MEET AILEEN WEINTRAUB
Aileen Weintraub is an award-winning author, journalist, and editor whose latest book, Knocked Down: A High-Risk Memoir, is about a Brooklyn girl who moves to the country, gets married, and finds herself living in a rickety farmhouse, knocked up, and faced with the prospect of five months of bed rest. Despite the seriousness of the topic, and the craziness that so many life changes coming at her brought, Aileen delivered her story with warmth, insight, and a very healthy dose of humor.
KEY TOPICS IN THIS EPISODE:
- How, as a little girl, her relationship with a librarian inspired her career as a writer and author.
- How writing children’s books restored the creativity that was missing in a previous job.
- How writing her memoir helped her deal with depression and improved her mental health.
- How pre-natal depression is not discussed as much as it should be.
- Why it was so important for her to include humor in her story.
KEY TAKEAWAYS FROM MY TALK WITH AILEEN
- Life is the curveball. The phrase life sometimes throws you curveballs is misleading. While it’s true that we all have good times and bad times, life is ever changing and it’s up to use to adapt to the changing conditions around us.
- Don’t be afraid to ask for help. Whether you are trying to get published or need mental health counseling, resources are available to help. While it takes vulnerability to ask for help, there’s no shame in doing so.
- Getting a book should be considered a marathon, not a sprint. While many of us are eager to get our work out there as quickly as possible, take the time to embrace feedback from editors and beta readers. Doing so will make your book stronger, and more marketable.

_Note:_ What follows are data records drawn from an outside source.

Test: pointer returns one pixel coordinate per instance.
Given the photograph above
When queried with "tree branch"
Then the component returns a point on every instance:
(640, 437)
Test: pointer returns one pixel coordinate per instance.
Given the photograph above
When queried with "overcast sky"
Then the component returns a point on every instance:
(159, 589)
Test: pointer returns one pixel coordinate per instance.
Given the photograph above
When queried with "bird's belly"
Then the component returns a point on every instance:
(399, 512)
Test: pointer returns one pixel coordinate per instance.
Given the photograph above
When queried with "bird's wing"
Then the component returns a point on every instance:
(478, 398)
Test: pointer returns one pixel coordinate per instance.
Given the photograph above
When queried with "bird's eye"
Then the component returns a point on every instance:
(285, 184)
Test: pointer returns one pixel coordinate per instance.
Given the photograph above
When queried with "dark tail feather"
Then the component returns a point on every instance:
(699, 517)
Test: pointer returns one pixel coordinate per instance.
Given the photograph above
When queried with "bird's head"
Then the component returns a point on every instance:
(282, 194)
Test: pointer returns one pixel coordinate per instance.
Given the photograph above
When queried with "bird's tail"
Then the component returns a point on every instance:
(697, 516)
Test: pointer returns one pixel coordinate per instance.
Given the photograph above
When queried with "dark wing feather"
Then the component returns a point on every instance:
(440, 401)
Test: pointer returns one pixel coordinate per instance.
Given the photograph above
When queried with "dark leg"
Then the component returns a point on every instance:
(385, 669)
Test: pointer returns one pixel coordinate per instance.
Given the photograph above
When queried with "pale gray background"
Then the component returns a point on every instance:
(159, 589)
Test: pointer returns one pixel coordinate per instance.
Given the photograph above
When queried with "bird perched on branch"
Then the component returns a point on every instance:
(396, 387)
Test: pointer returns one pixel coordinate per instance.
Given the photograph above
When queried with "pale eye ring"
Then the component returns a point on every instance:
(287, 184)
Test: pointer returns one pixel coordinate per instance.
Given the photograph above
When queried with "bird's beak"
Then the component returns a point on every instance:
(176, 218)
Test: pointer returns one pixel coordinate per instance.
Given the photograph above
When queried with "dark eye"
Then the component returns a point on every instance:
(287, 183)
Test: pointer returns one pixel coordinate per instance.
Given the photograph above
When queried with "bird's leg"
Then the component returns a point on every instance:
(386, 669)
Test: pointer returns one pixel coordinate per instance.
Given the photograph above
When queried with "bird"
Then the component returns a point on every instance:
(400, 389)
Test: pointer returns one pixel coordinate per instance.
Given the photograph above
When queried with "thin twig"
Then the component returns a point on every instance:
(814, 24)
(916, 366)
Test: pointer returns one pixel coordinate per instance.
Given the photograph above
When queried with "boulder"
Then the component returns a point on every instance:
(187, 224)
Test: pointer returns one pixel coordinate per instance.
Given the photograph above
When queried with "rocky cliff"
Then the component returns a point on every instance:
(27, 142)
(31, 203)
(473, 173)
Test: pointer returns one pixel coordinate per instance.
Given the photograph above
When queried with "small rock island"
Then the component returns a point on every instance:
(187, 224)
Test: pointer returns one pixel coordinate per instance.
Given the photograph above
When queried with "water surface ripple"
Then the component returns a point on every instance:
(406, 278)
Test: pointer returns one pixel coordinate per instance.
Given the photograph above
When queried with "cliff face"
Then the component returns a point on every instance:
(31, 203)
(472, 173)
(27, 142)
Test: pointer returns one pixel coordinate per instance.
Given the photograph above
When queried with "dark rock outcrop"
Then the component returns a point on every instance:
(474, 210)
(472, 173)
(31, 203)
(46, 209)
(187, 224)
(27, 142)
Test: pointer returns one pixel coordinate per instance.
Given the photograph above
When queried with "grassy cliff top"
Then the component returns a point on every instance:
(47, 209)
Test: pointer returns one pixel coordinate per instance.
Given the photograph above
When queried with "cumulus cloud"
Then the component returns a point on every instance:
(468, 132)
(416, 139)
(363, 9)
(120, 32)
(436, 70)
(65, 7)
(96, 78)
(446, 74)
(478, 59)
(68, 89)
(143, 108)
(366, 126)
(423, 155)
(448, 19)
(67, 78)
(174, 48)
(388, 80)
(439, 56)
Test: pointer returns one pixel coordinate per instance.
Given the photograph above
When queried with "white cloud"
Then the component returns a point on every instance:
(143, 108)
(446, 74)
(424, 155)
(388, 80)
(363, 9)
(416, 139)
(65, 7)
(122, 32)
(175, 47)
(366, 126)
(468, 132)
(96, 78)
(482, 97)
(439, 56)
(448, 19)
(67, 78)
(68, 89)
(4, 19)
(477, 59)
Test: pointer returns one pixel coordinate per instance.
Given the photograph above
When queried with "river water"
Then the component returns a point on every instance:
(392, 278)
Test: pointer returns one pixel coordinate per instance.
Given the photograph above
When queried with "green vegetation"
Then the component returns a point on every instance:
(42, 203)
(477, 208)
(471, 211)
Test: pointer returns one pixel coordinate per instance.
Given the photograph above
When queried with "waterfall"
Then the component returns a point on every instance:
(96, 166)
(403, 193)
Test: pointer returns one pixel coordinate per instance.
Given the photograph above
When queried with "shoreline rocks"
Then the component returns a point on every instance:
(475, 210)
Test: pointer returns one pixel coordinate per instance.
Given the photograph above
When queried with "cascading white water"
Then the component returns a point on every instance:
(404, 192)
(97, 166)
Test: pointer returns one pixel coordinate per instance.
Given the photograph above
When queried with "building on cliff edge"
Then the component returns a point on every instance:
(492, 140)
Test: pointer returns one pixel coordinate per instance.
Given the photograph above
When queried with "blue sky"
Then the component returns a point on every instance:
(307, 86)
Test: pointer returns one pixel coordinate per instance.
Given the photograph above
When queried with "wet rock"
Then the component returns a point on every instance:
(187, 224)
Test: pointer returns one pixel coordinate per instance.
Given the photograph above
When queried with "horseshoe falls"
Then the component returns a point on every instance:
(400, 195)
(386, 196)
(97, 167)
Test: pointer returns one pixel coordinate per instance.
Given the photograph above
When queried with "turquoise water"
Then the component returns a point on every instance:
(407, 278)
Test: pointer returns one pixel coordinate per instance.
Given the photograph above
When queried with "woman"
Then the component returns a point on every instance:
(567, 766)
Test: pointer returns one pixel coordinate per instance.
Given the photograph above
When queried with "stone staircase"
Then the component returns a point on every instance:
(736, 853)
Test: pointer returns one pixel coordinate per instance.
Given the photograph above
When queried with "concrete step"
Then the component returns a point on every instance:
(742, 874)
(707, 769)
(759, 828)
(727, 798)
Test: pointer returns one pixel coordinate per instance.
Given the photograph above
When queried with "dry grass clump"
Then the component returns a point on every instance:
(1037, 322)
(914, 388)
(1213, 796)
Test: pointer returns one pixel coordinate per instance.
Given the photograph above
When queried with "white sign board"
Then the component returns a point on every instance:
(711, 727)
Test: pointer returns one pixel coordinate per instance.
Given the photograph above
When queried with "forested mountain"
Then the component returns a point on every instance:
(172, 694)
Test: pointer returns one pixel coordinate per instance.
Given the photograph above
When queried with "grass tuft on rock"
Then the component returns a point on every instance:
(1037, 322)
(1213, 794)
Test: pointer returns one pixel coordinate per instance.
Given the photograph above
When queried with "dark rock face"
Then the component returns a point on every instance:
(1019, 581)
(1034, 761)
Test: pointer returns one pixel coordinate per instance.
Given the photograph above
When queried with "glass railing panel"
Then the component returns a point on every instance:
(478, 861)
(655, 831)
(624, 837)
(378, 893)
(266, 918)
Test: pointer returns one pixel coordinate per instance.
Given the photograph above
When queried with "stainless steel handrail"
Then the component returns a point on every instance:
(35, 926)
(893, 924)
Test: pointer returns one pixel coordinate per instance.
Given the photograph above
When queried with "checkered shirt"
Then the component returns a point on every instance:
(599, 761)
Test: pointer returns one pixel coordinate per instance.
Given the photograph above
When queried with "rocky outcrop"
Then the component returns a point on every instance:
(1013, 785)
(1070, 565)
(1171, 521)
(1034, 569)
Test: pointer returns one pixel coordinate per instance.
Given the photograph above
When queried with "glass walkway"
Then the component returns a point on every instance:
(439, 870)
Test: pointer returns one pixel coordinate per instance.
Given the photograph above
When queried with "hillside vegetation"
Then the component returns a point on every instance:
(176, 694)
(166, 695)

- Be an advocate. Aileen observed that, while post-partum depression is a popular topic around new mothers, pre-natal depression is a reality that is not often discussed for mothers-to-be. High-risk pregnancies can leave a woman feeling as if they are failing because they have difficulty enjoying what they are told should be a very happy time. Aileen addresses this in her book and has helped other women feel as if they are not so alone while dealing with pre-natal depression.
WHERE TO BUY KNOCKED DOWN: A HIGH-RISK MEMOIR:
HOW TO GET IN TOUCH WITH AILEEN WEINTRAUB
MEMORABLE QUOTES FROM AILEEN
“And one thing that I realized while writing this book, is that life doesn’t throw you curveballs, life is the curveball, and nothing happens in a linear fashion. So, you don’t get pregnant, have a high risk pregnancy, and then have something else bad happen. These things all happen together. And that’s what life is. And so, for me, having a high-risk pregnancy, and finally processing my father’s death, because here I am in bed five months in an old farmhouse, I know very few people, and now it’s just me and my grief. And what I realized is, my father didn’t want me to grieve, or at least that’s what I thought, because he had always raised me to be very strong. And I think he knew what a sensitive person I was. So, I was trying to honor his memory by not letting it affect me. And then suddenly, I’m on bed rest. And I can feel myself slipping into this pre-natal depression, which by the way, nobody else talks about really. And so, if we’re not happy and joyous during our pregnancy, we feel shamed because we should just be so happy that we are pregnant. And that is not the case for so many people. And so, it’s really important to shed light on this. And what I realized, while I’m dealing with this depression, is that my father was dealing with depression. And it’s not something I’ve ever understood, and being able to unpack that while on bed rest really helped me come to terms with who he was as a man.”